Oddly enough it was around the time of puberty that I stopped chasing after boys I went to school with. I was more interested in the posters of movie and pop stars covering my walls.
I was in the drama club, debating, a school council representative and captain of house sports. I was a high achieving good girl, that smoked in the toilets and often got sent home from school for wearing too much make-up.
At least once a month we would go to an underage disco. If my parents knew how many boys I kissed at those police supervised events I would have been banned for life. It was a competitive sport amongst my friends. Anything more? Not a chance. I didn't want to be 'that' girl in the snide remarks and dirty talk of the school yard.

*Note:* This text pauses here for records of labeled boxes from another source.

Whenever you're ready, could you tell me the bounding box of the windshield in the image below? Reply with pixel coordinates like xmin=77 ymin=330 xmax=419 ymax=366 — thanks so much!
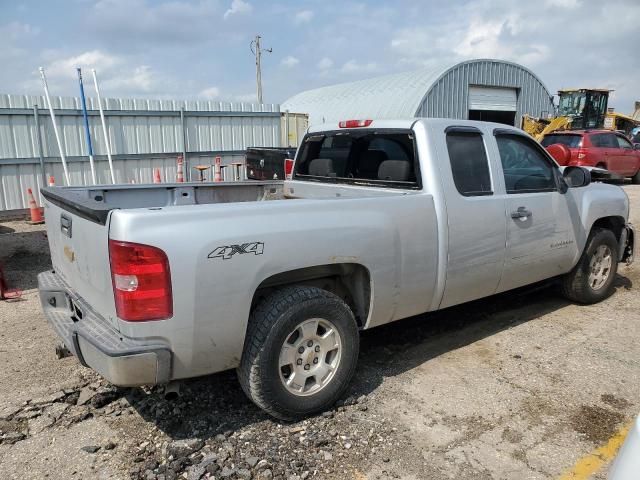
xmin=294 ymin=129 xmax=418 ymax=188
xmin=540 ymin=134 xmax=582 ymax=148
xmin=558 ymin=92 xmax=587 ymax=117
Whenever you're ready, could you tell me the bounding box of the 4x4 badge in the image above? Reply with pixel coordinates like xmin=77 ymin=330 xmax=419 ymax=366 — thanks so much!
xmin=208 ymin=242 xmax=264 ymax=260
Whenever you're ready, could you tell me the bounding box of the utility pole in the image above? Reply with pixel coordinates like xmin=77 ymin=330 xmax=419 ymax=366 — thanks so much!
xmin=249 ymin=35 xmax=273 ymax=103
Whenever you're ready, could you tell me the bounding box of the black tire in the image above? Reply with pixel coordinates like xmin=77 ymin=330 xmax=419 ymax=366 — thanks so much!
xmin=237 ymin=286 xmax=360 ymax=420
xmin=560 ymin=228 xmax=618 ymax=304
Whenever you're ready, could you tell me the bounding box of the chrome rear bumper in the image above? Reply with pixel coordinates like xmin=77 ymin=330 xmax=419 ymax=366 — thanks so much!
xmin=38 ymin=271 xmax=171 ymax=387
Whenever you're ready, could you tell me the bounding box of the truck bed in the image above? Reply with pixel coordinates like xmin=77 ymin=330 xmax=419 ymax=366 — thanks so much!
xmin=41 ymin=181 xmax=283 ymax=225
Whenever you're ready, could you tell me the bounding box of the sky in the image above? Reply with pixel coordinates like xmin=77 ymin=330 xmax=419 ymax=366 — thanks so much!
xmin=0 ymin=0 xmax=640 ymax=113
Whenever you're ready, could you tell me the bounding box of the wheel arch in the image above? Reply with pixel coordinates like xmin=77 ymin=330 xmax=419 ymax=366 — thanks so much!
xmin=589 ymin=215 xmax=627 ymax=241
xmin=251 ymin=263 xmax=373 ymax=328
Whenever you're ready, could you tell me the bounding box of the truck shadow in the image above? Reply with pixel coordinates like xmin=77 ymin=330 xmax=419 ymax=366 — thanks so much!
xmin=0 ymin=230 xmax=52 ymax=290
xmin=127 ymin=275 xmax=632 ymax=440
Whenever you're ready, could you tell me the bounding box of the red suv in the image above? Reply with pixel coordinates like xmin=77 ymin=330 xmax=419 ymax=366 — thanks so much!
xmin=541 ymin=130 xmax=640 ymax=183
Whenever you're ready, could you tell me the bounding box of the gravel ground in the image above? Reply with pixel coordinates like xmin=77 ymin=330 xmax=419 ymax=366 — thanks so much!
xmin=0 ymin=186 xmax=640 ymax=480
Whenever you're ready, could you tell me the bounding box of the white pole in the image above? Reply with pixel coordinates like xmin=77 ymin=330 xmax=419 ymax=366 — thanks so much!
xmin=40 ymin=67 xmax=71 ymax=185
xmin=91 ymin=68 xmax=116 ymax=184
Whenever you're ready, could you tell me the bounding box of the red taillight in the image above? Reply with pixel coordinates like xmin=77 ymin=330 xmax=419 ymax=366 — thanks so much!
xmin=577 ymin=148 xmax=587 ymax=160
xmin=109 ymin=240 xmax=173 ymax=322
xmin=338 ymin=120 xmax=373 ymax=128
xmin=284 ymin=158 xmax=293 ymax=180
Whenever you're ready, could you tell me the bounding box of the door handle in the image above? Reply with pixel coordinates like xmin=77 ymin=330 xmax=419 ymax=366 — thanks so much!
xmin=511 ymin=207 xmax=531 ymax=218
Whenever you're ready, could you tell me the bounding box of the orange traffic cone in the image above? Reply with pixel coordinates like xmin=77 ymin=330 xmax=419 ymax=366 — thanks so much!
xmin=213 ymin=157 xmax=222 ymax=182
xmin=27 ymin=188 xmax=44 ymax=225
xmin=176 ymin=155 xmax=184 ymax=183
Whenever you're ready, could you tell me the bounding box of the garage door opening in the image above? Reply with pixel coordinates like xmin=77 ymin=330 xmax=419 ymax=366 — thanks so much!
xmin=469 ymin=110 xmax=516 ymax=126
xmin=469 ymin=85 xmax=518 ymax=125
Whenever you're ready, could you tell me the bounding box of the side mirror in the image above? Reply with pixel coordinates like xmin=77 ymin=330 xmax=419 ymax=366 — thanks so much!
xmin=562 ymin=167 xmax=591 ymax=188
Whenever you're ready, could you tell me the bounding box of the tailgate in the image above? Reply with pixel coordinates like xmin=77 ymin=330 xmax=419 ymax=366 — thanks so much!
xmin=43 ymin=192 xmax=118 ymax=329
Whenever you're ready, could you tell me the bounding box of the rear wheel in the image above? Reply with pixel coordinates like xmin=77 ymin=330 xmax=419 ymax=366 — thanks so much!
xmin=238 ymin=286 xmax=359 ymax=420
xmin=561 ymin=228 xmax=618 ymax=304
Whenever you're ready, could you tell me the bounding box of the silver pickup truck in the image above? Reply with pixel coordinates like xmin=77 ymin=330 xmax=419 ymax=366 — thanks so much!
xmin=39 ymin=119 xmax=634 ymax=419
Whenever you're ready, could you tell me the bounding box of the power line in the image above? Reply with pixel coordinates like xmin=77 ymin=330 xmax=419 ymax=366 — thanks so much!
xmin=249 ymin=35 xmax=273 ymax=103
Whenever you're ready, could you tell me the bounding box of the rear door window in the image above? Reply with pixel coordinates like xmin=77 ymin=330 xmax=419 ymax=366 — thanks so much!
xmin=591 ymin=133 xmax=618 ymax=148
xmin=540 ymin=134 xmax=582 ymax=148
xmin=293 ymin=129 xmax=419 ymax=188
xmin=447 ymin=130 xmax=493 ymax=197
xmin=496 ymin=134 xmax=558 ymax=193
xmin=616 ymin=135 xmax=633 ymax=150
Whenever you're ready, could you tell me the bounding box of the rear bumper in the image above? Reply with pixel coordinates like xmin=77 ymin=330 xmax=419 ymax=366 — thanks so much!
xmin=38 ymin=271 xmax=171 ymax=387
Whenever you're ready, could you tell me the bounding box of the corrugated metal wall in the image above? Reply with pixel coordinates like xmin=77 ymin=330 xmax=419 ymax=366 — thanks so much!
xmin=416 ymin=60 xmax=553 ymax=126
xmin=0 ymin=95 xmax=304 ymax=210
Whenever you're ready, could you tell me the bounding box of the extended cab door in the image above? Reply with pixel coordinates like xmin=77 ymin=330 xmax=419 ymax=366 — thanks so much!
xmin=494 ymin=129 xmax=576 ymax=291
xmin=433 ymin=126 xmax=506 ymax=308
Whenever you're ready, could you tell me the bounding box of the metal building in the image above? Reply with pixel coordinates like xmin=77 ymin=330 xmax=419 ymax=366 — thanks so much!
xmin=0 ymin=94 xmax=307 ymax=211
xmin=282 ymin=59 xmax=553 ymax=126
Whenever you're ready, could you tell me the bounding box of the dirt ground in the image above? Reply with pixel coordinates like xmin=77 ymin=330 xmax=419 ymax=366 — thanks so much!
xmin=0 ymin=186 xmax=640 ymax=480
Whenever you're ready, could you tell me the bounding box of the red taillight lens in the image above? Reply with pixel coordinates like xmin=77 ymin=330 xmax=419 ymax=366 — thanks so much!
xmin=338 ymin=120 xmax=373 ymax=128
xmin=109 ymin=240 xmax=173 ymax=322
xmin=284 ymin=158 xmax=293 ymax=180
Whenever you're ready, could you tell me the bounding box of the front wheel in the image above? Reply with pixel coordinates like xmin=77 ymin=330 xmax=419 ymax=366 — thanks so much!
xmin=238 ymin=286 xmax=359 ymax=420
xmin=561 ymin=228 xmax=618 ymax=304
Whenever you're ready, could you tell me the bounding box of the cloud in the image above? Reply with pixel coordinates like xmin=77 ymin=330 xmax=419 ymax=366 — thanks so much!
xmin=340 ymin=60 xmax=380 ymax=73
xmin=293 ymin=10 xmax=315 ymax=25
xmin=38 ymin=50 xmax=160 ymax=96
xmin=317 ymin=57 xmax=333 ymax=70
xmin=224 ymin=0 xmax=253 ymax=20
xmin=544 ymin=0 xmax=580 ymax=10
xmin=89 ymin=0 xmax=222 ymax=46
xmin=45 ymin=50 xmax=124 ymax=78
xmin=105 ymin=65 xmax=156 ymax=94
xmin=280 ymin=55 xmax=300 ymax=68
xmin=0 ymin=21 xmax=40 ymax=41
xmin=233 ymin=93 xmax=257 ymax=103
xmin=200 ymin=87 xmax=220 ymax=100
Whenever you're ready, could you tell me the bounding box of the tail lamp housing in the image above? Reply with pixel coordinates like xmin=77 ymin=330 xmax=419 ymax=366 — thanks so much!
xmin=338 ymin=120 xmax=373 ymax=128
xmin=109 ymin=240 xmax=173 ymax=322
xmin=284 ymin=158 xmax=293 ymax=180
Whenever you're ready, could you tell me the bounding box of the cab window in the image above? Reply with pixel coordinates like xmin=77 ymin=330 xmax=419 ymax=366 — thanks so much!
xmin=496 ymin=134 xmax=557 ymax=193
xmin=616 ymin=135 xmax=633 ymax=150
xmin=447 ymin=130 xmax=493 ymax=197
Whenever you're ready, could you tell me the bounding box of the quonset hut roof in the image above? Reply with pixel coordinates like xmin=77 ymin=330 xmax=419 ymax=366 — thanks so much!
xmin=281 ymin=59 xmax=552 ymax=124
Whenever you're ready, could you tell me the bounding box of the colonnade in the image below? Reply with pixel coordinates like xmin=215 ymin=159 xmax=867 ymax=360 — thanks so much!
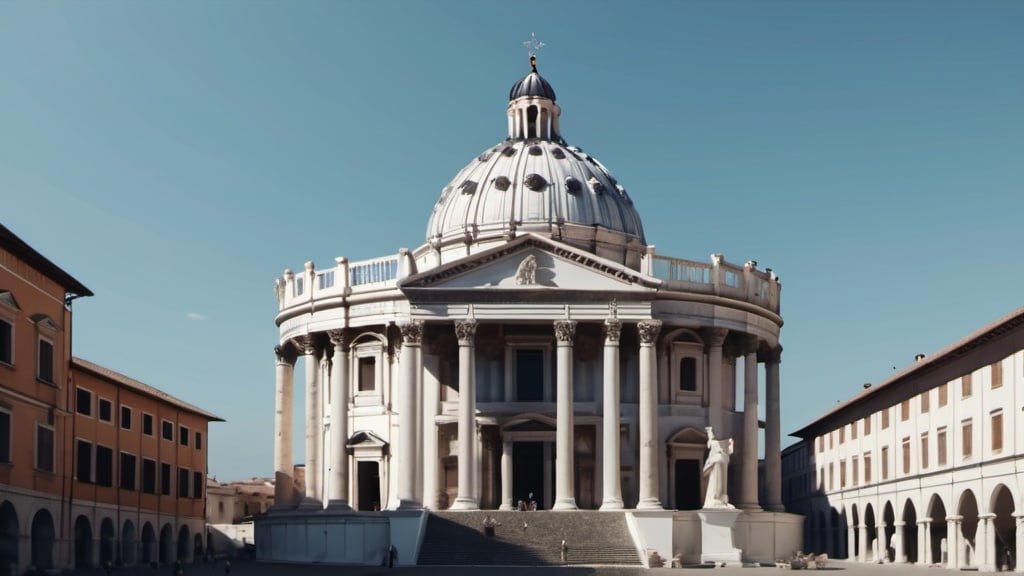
xmin=274 ymin=315 xmax=782 ymax=510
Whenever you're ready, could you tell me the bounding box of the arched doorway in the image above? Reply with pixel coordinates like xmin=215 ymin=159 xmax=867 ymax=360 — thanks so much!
xmin=142 ymin=522 xmax=157 ymax=564
xmin=0 ymin=500 xmax=18 ymax=569
xmin=988 ymin=484 xmax=1017 ymax=571
xmin=32 ymin=508 xmax=56 ymax=570
xmin=882 ymin=501 xmax=896 ymax=562
xmin=121 ymin=520 xmax=135 ymax=566
xmin=160 ymin=524 xmax=174 ymax=564
xmin=950 ymin=490 xmax=978 ymax=566
xmin=903 ymin=498 xmax=918 ymax=564
xmin=75 ymin=516 xmax=92 ymax=568
xmin=99 ymin=518 xmax=115 ymax=567
xmin=177 ymin=524 xmax=191 ymax=562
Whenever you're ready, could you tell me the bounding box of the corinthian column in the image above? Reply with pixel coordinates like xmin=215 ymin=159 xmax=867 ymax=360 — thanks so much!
xmin=452 ymin=320 xmax=480 ymax=510
xmin=273 ymin=342 xmax=296 ymax=507
xmin=637 ymin=320 xmax=662 ymax=509
xmin=553 ymin=320 xmax=577 ymax=510
xmin=703 ymin=328 xmax=729 ymax=434
xmin=296 ymin=334 xmax=324 ymax=506
xmin=398 ymin=320 xmax=423 ymax=510
xmin=601 ymin=318 xmax=623 ymax=510
xmin=326 ymin=330 xmax=349 ymax=509
xmin=765 ymin=347 xmax=785 ymax=512
xmin=739 ymin=336 xmax=761 ymax=509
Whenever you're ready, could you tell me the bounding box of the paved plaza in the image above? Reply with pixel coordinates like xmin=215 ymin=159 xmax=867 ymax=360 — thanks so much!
xmin=75 ymin=560 xmax=1009 ymax=576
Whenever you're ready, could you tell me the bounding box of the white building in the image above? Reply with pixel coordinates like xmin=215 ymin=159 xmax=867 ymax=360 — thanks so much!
xmin=786 ymin=308 xmax=1024 ymax=572
xmin=258 ymin=53 xmax=799 ymax=562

Some of the guys at school would mob the girls, at lunchtime. At first, it was harmless water fights. Fun and games, until they started trying to pull our dresses off. Fortunately the more we screamed, yelled and struggled, the faster they backed off. Even on the hottest days, we we wore t-shirts under our dresses and sports bloomers over our undies, a vain attempt to protect our modesty.
Like most of my friends I began thinking about Mr Right. We agreed it was out-dated to wait until we we married to lose our virginity. We would, however, save ourselves for someone that we were truly in love with. Someone we would be with forever. The One.
Cue the Summer holidays. "I met a boy cute as can be."
He was a year older, a musician who enrolled at my school after the Summer. I had my friends he was making new friends. He was mature and never pressured me. During the Easter holidays he politely asked me to take our relationship to the next level.
I considered it, but a nagging feeling that I wasn't in love persisted. I knew he wasn't 'The One.' I broke up with him. Things would only get awkward if he kept asking.
I made some serious promises to myself that year. Some I didn't keep, others I still maintain. Like, only ever doing what I feel completely comfortable with.
I guess I love those hormonal teenagers because they taught me how to say "no thank you" to gentlemen with manners and roar at brutes who use force to try and cross my boundaries.
Did you fantasise about your first love being your sole/soulmate, your one and only? Is this the reason why 'breaking up is never easy'?